AI and the future of information literacy and information ethics


Fiona Bradley


February 19, 2023

AI and the future of information literacy and information ethics

A few thoughts in advance of a panel talk being hosted 21 February 2023 by ALIA: AI, libraries, and the changing face of information literacy. See you there.

Chatbots: Pity the chatbot. The derided “computer says no” tool that seemed to be known more for blocking direct human interaction with shops, banks, airlines, and insurance companies has finally found affection, and an extraordinary amount of free publicity, via OpenAI’s ChatGPT.

Released in late 2022, the latest version of ChatGPT 3.5 is billed as a limited research beta. How long it remains freely available is anyone’s guess. The tool is said to have triggered a new AI race with competitors including Google, Microsoft, and Baidu (more a coincidence of timing than by design, I would say), reflection on AI regulation, and a fair amount of existential angst about what makes writing innately human, truth, and ethics.

We probably won’t be talking about ChatGPT a few months from now. But we will almost certainly be talking about how generative text and creative AI tools are embedded and largely invisible in existing everyday activities and applications. If we think we have a problem with ‘black-boxing’ and non-transparent algorithms now things are about to get a whole lot more complicated. Some of these innovations will save time and effort and be genuinely fun and interesting to use.
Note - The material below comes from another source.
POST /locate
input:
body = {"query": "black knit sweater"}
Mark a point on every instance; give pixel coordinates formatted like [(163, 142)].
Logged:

Others will further entrench inequities in the labour required to remove abhorrent content from training data, bias, and a lack of respect for creators’ rights.

AI ethics: or why this stuff keeps people up at night

AI ethics captures a vast range of concerns. Even within the library and information profession, whose very foundation is built on the value of access to quality information and patron privacy, there is insufficient debate about what new technologies and methodologies like AI and ML mean for services and the people that library serve. Privacy of personal data is affected by harvesting for training data, bias is common, and algorithmic decision-making that goes wrong can have major consequences.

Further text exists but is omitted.